“Lo he dicho mil veces”, “nadie nunca hace nada”, “todo está peor que nunca”… ¿Mil? ¿Nunca? ¿Todo? ¿Existe en realidad el registro de ese supuesto millar de mensajes? Quien lo dice sabe que \»mil veces\» significa, en el mejor de los casos, tres. Quizá cinco. Tal vez las suficientes para justificar la molestia, pero no las suficientes para justificar el número. Por lo regular, cuando las palabras se inflan, dejan de nombrar la realidad y empiezan a sustituirla.
La hipérbole se ha vuelto el idioma cotidiano de la conversación pública. Está en la queja ciudadana, en la mesa familiar, en la tribuna política, en la sobremesa, en la radio y en la red social. Vivimos rodeados de cifras imposibles que nadie se toma el trabajo de verificar, y aun así la mayoría de las personas las acepta porque suenan más intensas que la verdad.
Más que la molestia —que en términos razonables suele ser legítima—, el problema es apelar al recurso automático de exagerarla, porque al hacerlo se anula la posibilidad de discutir sobre hechos compartidos. Hay una diferencia entre expresar una inconformidad y dramatizarla hasta volverla irreconocible.
Como recurso retórico, la hipérbole tiene una lógica seductora, ya que simplifica, intensifica y captura atención. Sin embargo, en un entorno saturado de voces, quien exagera con la finalidad de ganar ventaja pierde credibilidad y, además, contribuye a deteriorar la conversación y entorpece la rendición de cuentas.
A ello se suma que también compromete al periodismo y a cualquiera que aspire a informar con rigor, pues repetir la hipérbole sin someterla a contraste termina por degradar la voz pública. Una cosa es que los problemas existan y otra muy distinta es aprovechar los medios informativos para inflar deliberadamente los datos con el propósito de ejercer presión. En términos ideales, un profesional del periodismo tiene la tarea de no tolerar esa práctica, porque al permitirla, al dejar de cuestionarla, pasa de ser testigo a cómplice.
Aunque la siguiente analogía pueda parecer —paradójicamente— una exageración, vale como recurso didáctico: quien recurre a la hipérbole para atraer atención mediática no está tan lejos, en términos de intención, de quien amaga sin disparar; en ambos casos, el objetivo es intimidar. Lo problemático es que suele funcionar. Funciona porque, presionados por la velocidad del ciclo informativo y la falta de recursos para verificar, algunos medios han terminado por normalizar la queja hiperbólica como un género menor, pero rentable en términos de audiencia.

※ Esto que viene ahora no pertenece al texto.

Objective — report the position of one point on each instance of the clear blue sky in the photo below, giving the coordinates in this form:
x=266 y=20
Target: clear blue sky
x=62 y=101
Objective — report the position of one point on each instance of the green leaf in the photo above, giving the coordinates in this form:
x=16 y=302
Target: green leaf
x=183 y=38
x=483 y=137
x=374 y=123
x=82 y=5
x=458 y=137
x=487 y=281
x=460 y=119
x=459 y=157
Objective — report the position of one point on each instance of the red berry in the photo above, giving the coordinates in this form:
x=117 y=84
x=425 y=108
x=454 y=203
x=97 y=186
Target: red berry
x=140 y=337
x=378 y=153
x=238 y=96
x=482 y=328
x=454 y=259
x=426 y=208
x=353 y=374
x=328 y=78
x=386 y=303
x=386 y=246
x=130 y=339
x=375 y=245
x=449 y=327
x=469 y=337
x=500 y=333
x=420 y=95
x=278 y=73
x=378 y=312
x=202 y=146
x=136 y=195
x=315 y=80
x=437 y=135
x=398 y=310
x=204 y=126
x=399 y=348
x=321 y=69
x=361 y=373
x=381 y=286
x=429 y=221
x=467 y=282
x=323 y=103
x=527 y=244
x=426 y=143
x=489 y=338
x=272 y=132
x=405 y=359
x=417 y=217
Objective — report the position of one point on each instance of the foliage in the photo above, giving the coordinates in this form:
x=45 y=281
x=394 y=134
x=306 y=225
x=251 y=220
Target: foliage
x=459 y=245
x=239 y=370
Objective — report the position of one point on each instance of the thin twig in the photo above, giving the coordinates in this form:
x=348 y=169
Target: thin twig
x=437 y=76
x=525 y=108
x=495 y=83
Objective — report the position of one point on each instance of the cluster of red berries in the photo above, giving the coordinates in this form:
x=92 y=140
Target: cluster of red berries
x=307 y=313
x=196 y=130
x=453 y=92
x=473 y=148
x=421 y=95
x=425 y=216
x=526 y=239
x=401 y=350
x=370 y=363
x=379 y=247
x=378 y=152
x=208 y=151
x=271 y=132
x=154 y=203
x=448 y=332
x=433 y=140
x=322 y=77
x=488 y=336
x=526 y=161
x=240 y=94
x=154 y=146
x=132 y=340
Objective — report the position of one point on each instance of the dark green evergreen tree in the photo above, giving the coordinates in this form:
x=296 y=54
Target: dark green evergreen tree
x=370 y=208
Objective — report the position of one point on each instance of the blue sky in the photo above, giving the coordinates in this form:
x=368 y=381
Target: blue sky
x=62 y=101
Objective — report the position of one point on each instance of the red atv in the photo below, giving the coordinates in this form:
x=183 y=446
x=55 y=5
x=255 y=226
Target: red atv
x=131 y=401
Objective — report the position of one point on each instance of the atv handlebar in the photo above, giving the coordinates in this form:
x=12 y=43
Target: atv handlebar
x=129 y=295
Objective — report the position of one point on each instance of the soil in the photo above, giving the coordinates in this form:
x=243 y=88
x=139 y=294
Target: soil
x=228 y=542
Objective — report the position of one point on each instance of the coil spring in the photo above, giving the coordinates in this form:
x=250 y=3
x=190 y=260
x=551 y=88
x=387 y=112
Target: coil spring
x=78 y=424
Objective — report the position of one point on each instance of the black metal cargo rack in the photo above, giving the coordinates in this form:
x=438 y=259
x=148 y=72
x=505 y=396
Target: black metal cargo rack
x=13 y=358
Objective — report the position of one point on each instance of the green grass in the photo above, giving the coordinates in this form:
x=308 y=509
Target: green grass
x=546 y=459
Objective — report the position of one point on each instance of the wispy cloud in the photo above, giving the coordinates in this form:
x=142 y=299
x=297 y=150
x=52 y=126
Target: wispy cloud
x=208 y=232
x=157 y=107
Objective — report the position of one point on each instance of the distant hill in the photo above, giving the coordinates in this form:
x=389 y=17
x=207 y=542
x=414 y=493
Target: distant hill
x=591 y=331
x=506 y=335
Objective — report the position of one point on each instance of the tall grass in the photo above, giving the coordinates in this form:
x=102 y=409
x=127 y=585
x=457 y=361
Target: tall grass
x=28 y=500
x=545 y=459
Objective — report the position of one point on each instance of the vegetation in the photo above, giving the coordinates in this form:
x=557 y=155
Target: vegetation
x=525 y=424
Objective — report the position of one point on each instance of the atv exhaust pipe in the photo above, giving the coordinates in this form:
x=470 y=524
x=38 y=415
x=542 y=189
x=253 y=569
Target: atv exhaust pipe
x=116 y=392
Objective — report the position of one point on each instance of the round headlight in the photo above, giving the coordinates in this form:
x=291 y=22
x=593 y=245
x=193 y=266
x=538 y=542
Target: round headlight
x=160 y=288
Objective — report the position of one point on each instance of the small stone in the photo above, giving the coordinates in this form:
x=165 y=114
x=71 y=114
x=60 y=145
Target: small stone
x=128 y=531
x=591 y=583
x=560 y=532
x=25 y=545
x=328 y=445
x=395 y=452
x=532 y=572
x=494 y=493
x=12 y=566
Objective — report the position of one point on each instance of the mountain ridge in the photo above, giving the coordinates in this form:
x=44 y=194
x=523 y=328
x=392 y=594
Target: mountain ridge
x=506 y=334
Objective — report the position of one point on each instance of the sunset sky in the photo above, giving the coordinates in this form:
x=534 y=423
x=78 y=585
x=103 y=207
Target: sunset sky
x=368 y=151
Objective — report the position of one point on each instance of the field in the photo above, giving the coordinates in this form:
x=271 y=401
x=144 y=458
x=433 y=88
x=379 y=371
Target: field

No se trata de silenciar la queja ciudadana ni de enfriar el lenguaje hasta volverlo inerte, menos en una región como el trópico húmedo tabasqueño, donde las formas de habla suelen ser “floridas”. Se trata de exigirle al periodismo que haga su trabajo: contrastar, precisar y contextualizar. Si alguien dice que lleva un año reportando un problema, preguntar cuándo fue la primera vez; si habla de miles de llamadas, pedir el número de registro. Decir “tres veces” cuando son tres. Decir “dos semanas” cuando son dos.
Desde una perspectiva deontológica, una queja formulada con exactitud no pierde fuerza; por el contrario, se vuelve irrefutable.
La hipérbole no es inocente. Es, en el peor de los casos, una mentira cómoda. Cuando todo es “urgente” y “gravísimo” se distorsiona la medida y, con ello, se debilita la confianza. Ya no importa quién habla —periodista, político o ciudadano—, porque el ruido ocupa el lugar de los hechos. Quizá, en medio de tanto exceso, la exageración se imponga por un momento; pero la precisión es la única que resiste cuando las afirmaciones se someten al contraste de lo verificable.